Ba'da shubuh di Pare


Sirahku tertutup bantal. Sengaja aku lakukan untuk menutupi mata dari sinar lampu yang sengaja pula tak ku matikan. Niatnya, aku akan bangun pukul 20.30 karena schedule  malam ini mengedit tulisan yang sudah 70% jadi. Sayang, lelahku merenggut waktu. Aku terbangun pukul 21.50 dengan segenap tenaga mengusir lelah dan malas. Itu juga ku lakukan saat menunggu isya tadi. Selesai dengan yasin, badanku sungguh berat hingga limbung diatas sajadah. Untunglah suara ketuk pintu kamar mengejar lelapku untuk segera terjaga. Hingga akhirnya aku memilih lelap sejenak setelah meyapa piring dan gelas di dapur bekasku yang belum sempat aku bersihkan.

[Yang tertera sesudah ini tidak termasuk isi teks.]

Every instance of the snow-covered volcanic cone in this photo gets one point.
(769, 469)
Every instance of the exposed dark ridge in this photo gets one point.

Hari ini aku berusaha  keras untuk membuat hati dan pikiran serta suasana seperti layaknya aku di pesantren dulu. Ya tak dapat dipungkiri bahwa aku sungguh merindukan nuansa syahdu pesantren. Jiwaku seperti terikat dengan nuansa yang menyejukkan jiwa itu. Dimanapun aku berada, aku ingin menciptakan nuansa itu.
Membaca asmaul khusna ketika detik menuju pukul 07.00, mengucap bacaan dzikir setelah shalat, memanjatkan alunan do’a-do’a sebelum membaca al qur’an dan masih banyak lagi serangkaian rutinitas yang aku rindukan. Ah semuanya benar-benar menohokku begitu dalam. Jiwaku merindukan hal ini sejak hariku dikuras untuk bekerja hingga membuatnya kering kerontang. Sungguh menyedihkan hidup bersama jiwa yang mati. Untuk itu, aku tak mau lagi meninabobokan jiwaku. Melalui re-design, akan ku ciptakan setiap hal menjadi nuansa syahdu itu lagi.
Nuansa syahdu itu juga ada di gelapnya malam rumahku di Cirebon. Sekitar pukul 3 pagi, aku akan menikmati alunan syahdu suara istighfar  dari bilik masjid. Suaranya khas. Aku yakin itu suara satu orang bapak-bapak yang mencintai kesyahduan sepertiga malam. Entahlah sekang masih ada atau tidak suara itu. Terakhir ketika libur lebaran kemarin aku tak mendengarnya lagi.
Kota Kediri dan nuansanya itu juga mengikat jiwaku. Kecamatan pare tepatnya. Juli 2016 aku sempat berjabat tangan dengan Pare dan lagi-lagi membuat goresan kenangan tentang nuansa syahdu itu. Setiap menjelang shalat 5 waktu akan selalu terdengar dari bilik-bilik masjid saling bersahutan. Nuansa syahdu itu slalu ada dan menyambut semangatku untuk terus setia dengan proses belajar. Dapatkah aku merasakan hal itu lagi? 
Nuansa syahdu yang selalu di tawarkan Pare, rumahku dan pesatren itu benar-benar mengundang jiwa untuk selalu mengingat sang pencipta.
Ah indahnya jiwa ketika terbelenggu dengan hal itu.